Monday, January 23, 2017

Tenth Explains Limits of Attorney-Client Privilege When Corporate Counsel is Involved; Convictions Affirmed

U.S. v. Merida, 828 F.3d 1203 (7/12/16)(Published)(Okl.) - The 10th affirms convictions for fraud, embezzlement and failing to report income on tax returns, holding Mr. Merida's statements under oath during an investigation were not covered by an attorney-client privilege with the Choctaw Nation's counsel. Mr. Merida was the Nation's executive director of construction. At the beginning of the interrogation, the Nation's attorney told Mr. Merida his statements were covered by attorney-client privilege because he worked for the tribe. Counsel also announced the Nation asserted any privilege and all Mr. Merida's statements were confidential. The Nation gave the transcript of the questioning to the government. At trial, during the government cross of Mr. Merida, he admitted he had made a couple of inaccurate sworn statements during the investigatory interrogation. Defense counsel moved for a mistrial on the ground that whatever Mr. Merida said during the interrogation was covered by attorney-client privilege. The 10th notes any privilege from communications between corporate counsel and corporate officers, such as Mr. Merida, belong only to the corporation, not the officer. An officer can assert the privilege only if corporate counsel conversed with the officer in an individual capacity. There are five prerequisites for counsel-officer conversations to be privileged on behalf of the officer: (1) the officer approached counsel for legal advice; (2) the officer made it clear the officer was approaching in his individual capacity; (3) counsel communicated with the officer in his individual capacity, knowing there could be a possible conflict; (4) the conversations were confidential; (5) the substance of the conversations did not concern corporate matters. Mr. Merida had failed to meet at least 4 [(1)-(3) & (5)] of the requirements. And the Nation waived its privilege when it gave the statements to the U.S. Attorney. Plus any error would be harmless, given the overwhelming evidence, the 10th says. The 10th is not impressed by Mr. Merida's claim the case was close because the jury felt it was deadlocked at one point. The jury only indicated it was deadlocked on one count and it convicted Mr. Merida of 6 of the 7 counts.

Judge Lucero concurs. He makes explicit what he thinks the majority implicitly ruled.

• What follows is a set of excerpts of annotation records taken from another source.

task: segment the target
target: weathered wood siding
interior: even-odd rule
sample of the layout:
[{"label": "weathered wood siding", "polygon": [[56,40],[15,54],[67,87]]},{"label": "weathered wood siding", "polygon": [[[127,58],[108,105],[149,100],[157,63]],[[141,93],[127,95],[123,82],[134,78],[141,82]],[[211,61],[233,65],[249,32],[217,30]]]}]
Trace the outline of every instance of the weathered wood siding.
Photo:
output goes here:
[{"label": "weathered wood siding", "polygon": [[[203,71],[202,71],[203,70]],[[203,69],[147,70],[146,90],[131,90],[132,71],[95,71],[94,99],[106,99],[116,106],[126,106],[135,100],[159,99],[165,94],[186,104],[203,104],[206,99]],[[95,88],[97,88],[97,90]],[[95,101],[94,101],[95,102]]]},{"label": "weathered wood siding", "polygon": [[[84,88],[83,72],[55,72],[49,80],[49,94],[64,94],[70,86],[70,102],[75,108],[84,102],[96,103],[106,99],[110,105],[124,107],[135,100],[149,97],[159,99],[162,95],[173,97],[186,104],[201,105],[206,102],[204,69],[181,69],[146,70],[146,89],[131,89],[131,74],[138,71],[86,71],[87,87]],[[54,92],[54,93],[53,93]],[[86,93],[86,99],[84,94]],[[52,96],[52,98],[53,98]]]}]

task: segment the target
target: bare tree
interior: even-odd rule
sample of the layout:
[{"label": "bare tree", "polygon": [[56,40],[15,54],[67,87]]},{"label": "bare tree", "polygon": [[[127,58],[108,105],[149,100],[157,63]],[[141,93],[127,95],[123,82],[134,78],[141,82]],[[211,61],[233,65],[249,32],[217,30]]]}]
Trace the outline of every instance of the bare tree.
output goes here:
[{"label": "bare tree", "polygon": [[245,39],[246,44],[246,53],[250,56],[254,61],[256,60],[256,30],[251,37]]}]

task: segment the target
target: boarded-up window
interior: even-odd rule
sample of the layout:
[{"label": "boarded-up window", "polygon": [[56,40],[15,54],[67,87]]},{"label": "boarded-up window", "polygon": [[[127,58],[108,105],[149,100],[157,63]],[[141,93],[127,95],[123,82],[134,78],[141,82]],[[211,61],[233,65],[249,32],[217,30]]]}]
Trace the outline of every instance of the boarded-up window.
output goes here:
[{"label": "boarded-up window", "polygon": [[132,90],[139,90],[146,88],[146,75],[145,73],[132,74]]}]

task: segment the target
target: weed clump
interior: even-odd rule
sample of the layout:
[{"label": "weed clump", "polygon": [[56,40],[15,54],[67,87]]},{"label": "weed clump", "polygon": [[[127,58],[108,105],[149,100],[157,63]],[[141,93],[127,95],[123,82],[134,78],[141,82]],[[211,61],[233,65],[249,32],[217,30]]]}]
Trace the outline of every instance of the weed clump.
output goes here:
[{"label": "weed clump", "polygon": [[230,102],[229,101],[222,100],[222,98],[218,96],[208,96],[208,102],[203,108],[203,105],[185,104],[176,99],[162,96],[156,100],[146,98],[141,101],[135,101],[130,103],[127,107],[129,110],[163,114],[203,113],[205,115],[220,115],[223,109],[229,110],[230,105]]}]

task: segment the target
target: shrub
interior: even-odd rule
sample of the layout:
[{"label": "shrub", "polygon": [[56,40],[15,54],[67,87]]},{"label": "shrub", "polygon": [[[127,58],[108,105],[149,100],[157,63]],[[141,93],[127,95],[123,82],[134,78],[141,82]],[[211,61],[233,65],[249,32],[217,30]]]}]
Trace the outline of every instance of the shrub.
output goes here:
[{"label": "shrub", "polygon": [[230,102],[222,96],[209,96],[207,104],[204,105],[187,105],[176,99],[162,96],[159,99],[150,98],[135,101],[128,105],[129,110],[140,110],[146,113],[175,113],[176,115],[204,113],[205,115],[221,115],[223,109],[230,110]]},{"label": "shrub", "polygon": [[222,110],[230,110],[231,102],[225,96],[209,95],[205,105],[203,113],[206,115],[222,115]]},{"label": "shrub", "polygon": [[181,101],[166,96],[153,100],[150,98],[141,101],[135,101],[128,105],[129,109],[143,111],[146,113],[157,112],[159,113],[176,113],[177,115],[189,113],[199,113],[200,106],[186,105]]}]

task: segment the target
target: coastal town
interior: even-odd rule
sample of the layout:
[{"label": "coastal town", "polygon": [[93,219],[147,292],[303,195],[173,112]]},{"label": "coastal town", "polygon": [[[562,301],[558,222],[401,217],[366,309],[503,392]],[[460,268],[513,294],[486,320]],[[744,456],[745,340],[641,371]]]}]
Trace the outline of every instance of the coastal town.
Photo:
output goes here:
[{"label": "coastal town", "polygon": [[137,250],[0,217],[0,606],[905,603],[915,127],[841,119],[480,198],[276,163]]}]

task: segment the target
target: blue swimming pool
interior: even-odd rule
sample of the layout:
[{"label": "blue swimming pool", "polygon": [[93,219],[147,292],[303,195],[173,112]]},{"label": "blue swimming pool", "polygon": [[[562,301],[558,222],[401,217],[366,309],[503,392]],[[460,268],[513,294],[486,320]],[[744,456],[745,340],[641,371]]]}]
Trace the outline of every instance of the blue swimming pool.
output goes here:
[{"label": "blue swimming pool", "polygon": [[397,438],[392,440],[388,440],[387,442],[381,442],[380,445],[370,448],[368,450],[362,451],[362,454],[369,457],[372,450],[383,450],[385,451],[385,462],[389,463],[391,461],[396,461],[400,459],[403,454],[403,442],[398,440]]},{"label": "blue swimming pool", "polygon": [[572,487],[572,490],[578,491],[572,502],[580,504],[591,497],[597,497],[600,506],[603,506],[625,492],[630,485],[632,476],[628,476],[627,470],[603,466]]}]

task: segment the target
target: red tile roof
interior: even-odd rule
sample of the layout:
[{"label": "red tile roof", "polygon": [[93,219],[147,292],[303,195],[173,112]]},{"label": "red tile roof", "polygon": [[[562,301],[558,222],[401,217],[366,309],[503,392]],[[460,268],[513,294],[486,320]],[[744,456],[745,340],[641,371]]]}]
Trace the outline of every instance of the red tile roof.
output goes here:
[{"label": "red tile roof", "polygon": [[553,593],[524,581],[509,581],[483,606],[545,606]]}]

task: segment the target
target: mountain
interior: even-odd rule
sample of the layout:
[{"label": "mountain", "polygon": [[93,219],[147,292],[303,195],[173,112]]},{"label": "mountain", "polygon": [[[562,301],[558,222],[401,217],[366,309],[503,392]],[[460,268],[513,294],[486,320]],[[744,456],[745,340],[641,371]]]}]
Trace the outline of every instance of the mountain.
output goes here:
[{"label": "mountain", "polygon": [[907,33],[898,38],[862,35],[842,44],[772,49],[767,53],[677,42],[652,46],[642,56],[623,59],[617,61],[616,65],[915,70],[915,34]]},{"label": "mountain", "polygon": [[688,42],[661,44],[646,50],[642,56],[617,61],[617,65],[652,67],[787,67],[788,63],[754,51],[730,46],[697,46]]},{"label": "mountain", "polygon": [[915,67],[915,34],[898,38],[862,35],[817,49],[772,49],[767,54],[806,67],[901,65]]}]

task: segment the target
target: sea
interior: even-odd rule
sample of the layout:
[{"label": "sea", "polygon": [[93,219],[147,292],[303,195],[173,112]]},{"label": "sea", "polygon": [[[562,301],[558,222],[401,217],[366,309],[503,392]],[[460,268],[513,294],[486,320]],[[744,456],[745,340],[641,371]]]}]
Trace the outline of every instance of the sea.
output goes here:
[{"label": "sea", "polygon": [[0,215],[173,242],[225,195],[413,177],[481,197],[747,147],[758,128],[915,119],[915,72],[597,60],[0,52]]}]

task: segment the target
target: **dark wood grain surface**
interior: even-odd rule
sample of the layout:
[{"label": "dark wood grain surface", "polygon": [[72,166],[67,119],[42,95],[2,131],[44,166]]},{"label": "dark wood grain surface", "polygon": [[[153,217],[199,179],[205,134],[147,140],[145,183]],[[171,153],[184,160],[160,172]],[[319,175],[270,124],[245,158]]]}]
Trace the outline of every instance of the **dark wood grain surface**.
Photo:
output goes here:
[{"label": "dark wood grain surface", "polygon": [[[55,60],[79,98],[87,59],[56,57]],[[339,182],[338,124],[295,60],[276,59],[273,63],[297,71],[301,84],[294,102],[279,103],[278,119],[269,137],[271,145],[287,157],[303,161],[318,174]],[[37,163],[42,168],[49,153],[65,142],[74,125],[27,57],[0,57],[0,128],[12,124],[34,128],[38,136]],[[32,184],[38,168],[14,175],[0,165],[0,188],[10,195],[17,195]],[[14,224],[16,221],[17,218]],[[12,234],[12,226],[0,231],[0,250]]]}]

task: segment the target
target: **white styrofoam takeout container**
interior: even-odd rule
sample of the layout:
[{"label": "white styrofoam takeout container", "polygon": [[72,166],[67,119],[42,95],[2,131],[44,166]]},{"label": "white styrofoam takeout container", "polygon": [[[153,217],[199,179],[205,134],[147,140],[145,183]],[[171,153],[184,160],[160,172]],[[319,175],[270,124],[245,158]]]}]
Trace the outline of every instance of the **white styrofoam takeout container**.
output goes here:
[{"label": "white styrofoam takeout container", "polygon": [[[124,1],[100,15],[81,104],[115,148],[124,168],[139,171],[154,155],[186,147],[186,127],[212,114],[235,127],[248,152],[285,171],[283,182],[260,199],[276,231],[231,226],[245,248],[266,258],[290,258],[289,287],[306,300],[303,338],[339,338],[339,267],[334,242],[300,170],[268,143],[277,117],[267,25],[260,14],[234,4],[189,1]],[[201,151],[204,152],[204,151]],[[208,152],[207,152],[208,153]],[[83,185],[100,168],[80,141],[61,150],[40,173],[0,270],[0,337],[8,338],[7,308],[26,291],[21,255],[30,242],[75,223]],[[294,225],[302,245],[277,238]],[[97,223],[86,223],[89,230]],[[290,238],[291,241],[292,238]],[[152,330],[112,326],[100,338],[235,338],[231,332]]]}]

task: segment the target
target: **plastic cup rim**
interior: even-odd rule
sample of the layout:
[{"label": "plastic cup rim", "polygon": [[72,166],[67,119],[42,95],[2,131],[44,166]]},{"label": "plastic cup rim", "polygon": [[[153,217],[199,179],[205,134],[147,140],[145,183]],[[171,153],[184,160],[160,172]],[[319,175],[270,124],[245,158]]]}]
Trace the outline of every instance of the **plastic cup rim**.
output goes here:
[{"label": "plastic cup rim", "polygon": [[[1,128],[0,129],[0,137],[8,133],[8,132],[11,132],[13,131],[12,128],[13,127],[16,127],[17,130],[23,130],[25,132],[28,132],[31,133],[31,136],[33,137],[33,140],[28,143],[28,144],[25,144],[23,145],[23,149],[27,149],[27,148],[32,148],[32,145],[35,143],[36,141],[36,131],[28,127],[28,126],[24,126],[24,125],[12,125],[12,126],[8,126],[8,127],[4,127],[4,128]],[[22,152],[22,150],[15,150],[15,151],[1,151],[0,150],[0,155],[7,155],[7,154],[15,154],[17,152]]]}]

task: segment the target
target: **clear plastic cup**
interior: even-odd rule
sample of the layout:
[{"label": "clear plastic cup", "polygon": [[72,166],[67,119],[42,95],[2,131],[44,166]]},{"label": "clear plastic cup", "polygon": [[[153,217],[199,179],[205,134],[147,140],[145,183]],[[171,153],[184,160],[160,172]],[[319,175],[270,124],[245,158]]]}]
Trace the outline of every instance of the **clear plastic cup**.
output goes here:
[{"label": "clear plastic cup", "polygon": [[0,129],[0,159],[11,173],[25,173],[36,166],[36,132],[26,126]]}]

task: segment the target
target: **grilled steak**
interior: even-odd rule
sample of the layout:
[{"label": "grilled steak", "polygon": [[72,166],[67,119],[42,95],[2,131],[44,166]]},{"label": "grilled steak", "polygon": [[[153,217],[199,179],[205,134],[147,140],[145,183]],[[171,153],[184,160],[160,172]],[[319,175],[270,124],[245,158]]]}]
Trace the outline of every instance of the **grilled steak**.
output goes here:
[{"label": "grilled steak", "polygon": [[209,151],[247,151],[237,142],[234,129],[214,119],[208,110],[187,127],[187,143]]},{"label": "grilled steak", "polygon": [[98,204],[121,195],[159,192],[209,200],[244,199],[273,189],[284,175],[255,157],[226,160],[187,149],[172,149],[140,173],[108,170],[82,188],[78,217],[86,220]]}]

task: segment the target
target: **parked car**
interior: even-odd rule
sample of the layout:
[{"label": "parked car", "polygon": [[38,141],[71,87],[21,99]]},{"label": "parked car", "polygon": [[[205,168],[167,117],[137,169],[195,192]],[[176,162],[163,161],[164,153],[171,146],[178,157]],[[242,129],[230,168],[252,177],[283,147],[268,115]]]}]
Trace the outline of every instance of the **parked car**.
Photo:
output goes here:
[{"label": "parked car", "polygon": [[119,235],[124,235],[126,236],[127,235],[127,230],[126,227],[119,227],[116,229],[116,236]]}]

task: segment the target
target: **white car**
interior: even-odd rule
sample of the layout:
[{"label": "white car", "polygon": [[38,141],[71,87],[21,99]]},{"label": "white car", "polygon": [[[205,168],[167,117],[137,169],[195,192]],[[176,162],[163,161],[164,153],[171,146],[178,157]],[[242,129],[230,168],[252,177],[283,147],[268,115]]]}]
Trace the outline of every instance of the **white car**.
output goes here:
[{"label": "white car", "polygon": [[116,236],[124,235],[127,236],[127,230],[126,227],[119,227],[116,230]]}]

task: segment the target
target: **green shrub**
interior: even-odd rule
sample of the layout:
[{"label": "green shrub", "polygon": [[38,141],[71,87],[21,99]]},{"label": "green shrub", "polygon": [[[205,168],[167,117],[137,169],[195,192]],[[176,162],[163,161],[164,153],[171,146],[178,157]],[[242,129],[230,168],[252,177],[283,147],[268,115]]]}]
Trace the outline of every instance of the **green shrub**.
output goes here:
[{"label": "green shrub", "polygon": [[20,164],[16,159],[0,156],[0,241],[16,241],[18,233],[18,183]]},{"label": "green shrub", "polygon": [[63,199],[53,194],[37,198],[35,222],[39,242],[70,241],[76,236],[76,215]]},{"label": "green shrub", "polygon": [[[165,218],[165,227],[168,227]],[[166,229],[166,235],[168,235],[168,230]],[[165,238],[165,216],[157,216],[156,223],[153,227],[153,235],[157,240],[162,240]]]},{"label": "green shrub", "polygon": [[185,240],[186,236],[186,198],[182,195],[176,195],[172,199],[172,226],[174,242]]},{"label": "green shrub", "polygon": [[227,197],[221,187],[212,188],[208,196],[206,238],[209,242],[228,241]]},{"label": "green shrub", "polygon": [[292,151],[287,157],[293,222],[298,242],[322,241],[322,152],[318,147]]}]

Judge Lucero finds the privilege would not apply here even assuming without deciding that the privilege applies when a corporate counsel reasonably suggests to a layperson that a personal privilege exists, The judge concedes that a layperson might have missed the nuance of the Nation/individual distinction when counsel declared the statements were covered by the privilege. But the circumstances made it unreasonable for Mr. Merida to believe the conversation was privileged because: his supervisor ordered him to undergo the interrogation; and he was told the investigation's purpose was to help the Nation in an ongoing civil trial. Plus Mr. Merida's false statements showed he didn't really believe his statements would be kept confidential. This is apparently so because clients never lie to their attorneys.